The great irony of Capitalism, predicated on freedom is that its most adherent proponents compulsively re-enslave themselves to its spoils. (So much so that the US are now entrenched in a war against the "theft of enjoyment"). One can't help but wonder at the intellectual moralising of those that worship this fiasco. It's called freedom people, and it has you in chains.

Friday, November 17, 2006

New York Magic

I'd do anything to get to this.

If you are in New York - don't miss it, do not miss it! Weller truely captures the essence of a generation, from late 70s punk (The Jam), thru the 80s (Style Council) to the current rock revival with his solo work.

Sunday, November 05, 2006

Black Out

As I drove my son home from swim squad tonight I (indicated then) pulled into a lane just in front of a morbidly obese brain-dead male driving a very new and expensive looking Mercedes Benz two door sport version - I mean the guy was so fat I'd have sworn someone had rammed a Humvee up his arse. I was (just) doing the speed limit. It really irritated him that I didn't accelerate away with the torque that no doubt his mostly pointless piece of German engineering could. So much so that he sat about a metre or two surging closer every now and then towards my towbar as we continued the short journey home.

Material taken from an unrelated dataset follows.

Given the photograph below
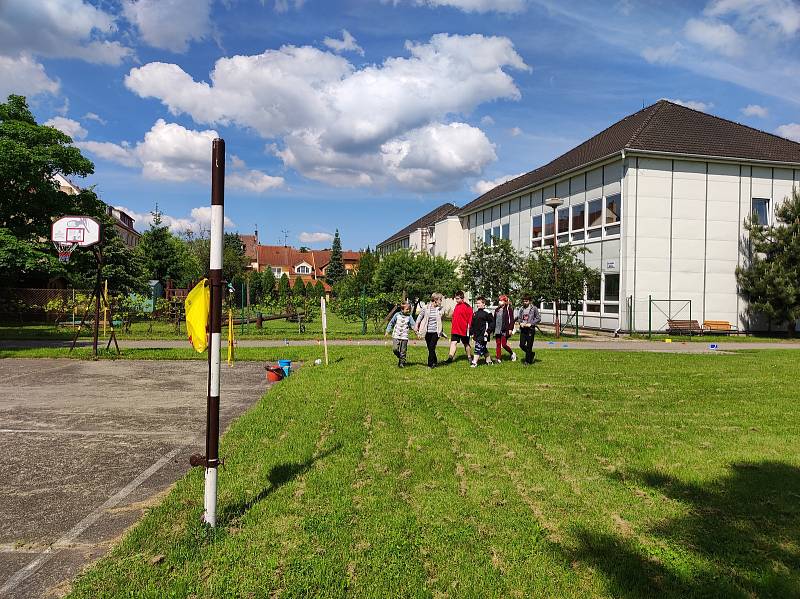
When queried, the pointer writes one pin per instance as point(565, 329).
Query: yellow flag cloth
point(198, 304)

I laughed to myself knowing he wouldn't dare risk hitting me, I could tell he cared a helluva lot more about his wanky status symbol than his health for a start. All this rekindled my wonder as to what would become of the ignorant, impatient obese in the coming long emergency. Fat and can afford to be tasteless is in for a shock.

Something I noticed in the news this evening confirmed the almost fatalistic course of events now unfolding subtley before our very eyes. The lights went out across Europe today in an unprecedented continent wide power outage - and the world barely blinked an eye.

Richard Duncan (2000) argues we are at the beginning of what he calls the olduvai slide. Marked ostensibly by the escalating violence in the middle east, the Jerusalem Jihad, we are at the beginning of ever increasing dysfunction across global energy markets. Financial markets will follow close behind.

The power shortages in California and elsewhere are the product of the nation's long economic boom, the increasing use of energy-guzzling computer devices, population growth and a slowdown in new power-plant construction amid the deregulation of the utility market. As the shortages threaten to spread eastward over the next few years, more Americans may face a tradeoff they would rather not make in the long-running conflict between energy and the environment: whether to build more power plants or to contend with the economic headaches and inconveniences of inadequate power supplies. (Carlton, 2000)




The electricity business has also run out of almost all-existing generating capacity, whether this capacity is a coal-fired plant, a nuclear plant or a dam. The electricity business has already responded to this shortage. Orders for a massive number of natural gas-fired plants have already been placed. But these new gas plants require an unbelievable amount of natural gas. This immediate need for so much incremental supply is simply not there. (Simmons, 2000)


Civilisation came to an abrupt halt (albeit a shortish pause) for most of Europe today. A cold snap encouraged millions of Germans to turn up the heating causing the electricity grid to collapse "like a house of cards" the guardian reported.


"One power company chief said the continent had been close to a total blackout"

Duncan argues Industrial Civilisation is beholden to electricity. What will modern cities be like to live in without electricity? Millions of people packed likes sardines into highrise apartment complexes - inherently everything connected to this way of life utterly and totally depends on electricity. Yet the average punter is totally clueless in regard to the complexity, the fragility and the implications of electricity and large cities.

The reliability of the worlds electricity networks is faltering. As an individual, and in light of Duncan's compelling argument, I urge you to consider what you might do.